A WR rotation in Dallas
What’s a team to do lacking a clear-cut WR1? The Cowboys’ answer in week 1 was to run the heaviest wide receiver rotation in the league, as the Cowboys had a league-high six wideouts play at least 10 offensive snaps during the first week of the season. You could mostly tell who was on the field based on the personnel package they were in. In Base offense and personnel packages like ‘12’ and ‘21’, players like Deonte Thompson, Terrance Williams and the rookie Michael Gallup were often featured, whereas Cole Beasley and Allen Hurns have almost exclusively lined up in 3 WR sets. Beasley led the way with eight targets on 43 snaps against Carolina, and looks like the guy who Dak Prescott will lean on the most during these first few weeks of the season.
Monday 17th September
Getting Trubisky Going
The Bears will need to have a short memory come Monday night after a tough loss against the Packers. While Week 1 saw many positives, one big area for improvement is the passing game, where Mitchell Trubisky struggled to push the ball down the field averaging only 4.9 yards per attempt and connecting on just 33.3% of his deep passes. One remedy Trubisky can utilize against the Seahawks is his new wide receiver, Allen Robinson II. Robinson is not far removed from a 2015 campaign where he led the league in receiving yards (672) on deep passes and could help Trubisky get on track.
Baldwin out for Seattle
With Doug Baldwin expected to be out because of a knee injury, the Seahawks will need their other pass-catchers to fill his shoes against the Bears.
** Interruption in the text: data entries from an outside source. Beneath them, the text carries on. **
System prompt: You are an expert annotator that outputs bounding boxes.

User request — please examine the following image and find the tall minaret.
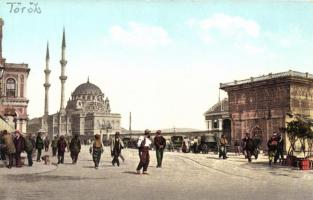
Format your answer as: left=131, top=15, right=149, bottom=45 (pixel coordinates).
left=0, top=18, right=4, bottom=59
left=60, top=28, right=67, bottom=113
left=43, top=43, right=51, bottom=116
left=129, top=112, right=132, bottom=134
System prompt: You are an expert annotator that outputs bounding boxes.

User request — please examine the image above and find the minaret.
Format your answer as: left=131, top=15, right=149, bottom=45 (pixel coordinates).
left=60, top=28, right=67, bottom=113
left=0, top=18, right=4, bottom=59
left=43, top=43, right=51, bottom=116
left=129, top=112, right=132, bottom=134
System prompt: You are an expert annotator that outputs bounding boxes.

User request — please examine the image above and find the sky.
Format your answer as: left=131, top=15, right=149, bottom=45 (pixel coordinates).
left=0, top=0, right=313, bottom=129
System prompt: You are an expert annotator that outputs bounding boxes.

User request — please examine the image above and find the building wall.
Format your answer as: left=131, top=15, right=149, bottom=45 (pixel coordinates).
left=224, top=83, right=290, bottom=149
left=225, top=77, right=313, bottom=150
left=0, top=63, right=30, bottom=133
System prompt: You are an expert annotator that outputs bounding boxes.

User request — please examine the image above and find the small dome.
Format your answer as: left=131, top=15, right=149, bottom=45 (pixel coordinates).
left=72, top=80, right=103, bottom=96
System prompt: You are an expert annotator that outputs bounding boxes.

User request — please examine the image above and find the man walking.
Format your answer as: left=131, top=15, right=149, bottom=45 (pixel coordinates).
left=58, top=135, right=67, bottom=164
left=70, top=134, right=81, bottom=164
left=218, top=134, right=228, bottom=159
left=154, top=130, right=166, bottom=168
left=267, top=133, right=278, bottom=166
left=51, top=136, right=58, bottom=157
left=137, top=129, right=152, bottom=174
left=36, top=133, right=44, bottom=162
left=44, top=136, right=50, bottom=152
left=13, top=130, right=25, bottom=167
left=242, top=133, right=255, bottom=162
left=111, top=132, right=124, bottom=167
left=25, top=133, right=36, bottom=167
left=3, top=130, right=15, bottom=169
left=274, top=133, right=284, bottom=163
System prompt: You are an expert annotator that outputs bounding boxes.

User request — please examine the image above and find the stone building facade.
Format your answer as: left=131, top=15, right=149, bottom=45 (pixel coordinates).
left=204, top=98, right=231, bottom=142
left=220, top=71, right=313, bottom=149
left=0, top=18, right=30, bottom=133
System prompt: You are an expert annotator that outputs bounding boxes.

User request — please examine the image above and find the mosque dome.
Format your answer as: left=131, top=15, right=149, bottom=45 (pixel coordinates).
left=72, top=80, right=103, bottom=96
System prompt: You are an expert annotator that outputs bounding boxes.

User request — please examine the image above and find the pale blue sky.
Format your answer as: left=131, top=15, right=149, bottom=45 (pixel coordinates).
left=0, top=0, right=313, bottom=129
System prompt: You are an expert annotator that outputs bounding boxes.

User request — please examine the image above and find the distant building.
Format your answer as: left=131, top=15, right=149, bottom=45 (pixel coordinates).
left=0, top=18, right=30, bottom=133
left=204, top=98, right=231, bottom=142
left=29, top=31, right=121, bottom=139
left=220, top=70, right=313, bottom=149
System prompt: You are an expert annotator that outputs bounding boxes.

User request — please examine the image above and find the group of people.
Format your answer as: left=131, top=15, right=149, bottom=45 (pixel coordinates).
left=0, top=130, right=81, bottom=169
left=136, top=129, right=166, bottom=174
left=239, top=133, right=284, bottom=165
left=219, top=133, right=284, bottom=165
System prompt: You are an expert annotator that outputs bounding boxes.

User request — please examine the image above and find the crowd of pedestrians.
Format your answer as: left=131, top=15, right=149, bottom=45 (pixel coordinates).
left=0, top=129, right=284, bottom=174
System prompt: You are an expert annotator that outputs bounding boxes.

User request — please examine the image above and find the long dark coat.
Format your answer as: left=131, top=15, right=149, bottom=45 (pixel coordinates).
left=13, top=136, right=25, bottom=153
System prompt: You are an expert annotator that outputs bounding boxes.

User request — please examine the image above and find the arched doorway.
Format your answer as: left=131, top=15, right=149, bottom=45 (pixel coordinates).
left=251, top=126, right=263, bottom=149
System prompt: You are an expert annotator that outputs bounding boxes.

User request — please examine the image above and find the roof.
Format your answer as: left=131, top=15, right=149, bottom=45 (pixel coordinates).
left=72, top=81, right=103, bottom=96
left=204, top=98, right=229, bottom=115
left=220, top=70, right=313, bottom=89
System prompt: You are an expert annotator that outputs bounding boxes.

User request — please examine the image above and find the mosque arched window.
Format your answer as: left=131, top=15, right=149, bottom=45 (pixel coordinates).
left=6, top=78, right=16, bottom=97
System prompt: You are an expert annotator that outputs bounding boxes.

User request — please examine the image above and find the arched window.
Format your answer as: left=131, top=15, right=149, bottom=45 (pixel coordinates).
left=6, top=78, right=16, bottom=97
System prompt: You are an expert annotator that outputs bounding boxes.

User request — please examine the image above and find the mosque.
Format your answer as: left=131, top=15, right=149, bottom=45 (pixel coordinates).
left=28, top=30, right=121, bottom=138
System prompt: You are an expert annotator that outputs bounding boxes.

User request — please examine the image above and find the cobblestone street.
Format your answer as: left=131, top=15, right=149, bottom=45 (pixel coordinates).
left=0, top=147, right=313, bottom=200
This will be no easy task, however, as Baldwin has averaged an overall grade of 86.2 over the past three seasons. Brandon Marshall, Tyler Lockett, and Will Dissly all showed big-play ability in Week 1 and should get plenty of chances to make an impact Monday night. Against the Broncos last week, Marshall and Lockett both caught a deep pass for a touchdown, while Dissly finished sixth amongst all wide receivers and tight ends in the league in yards per route run at 5.25.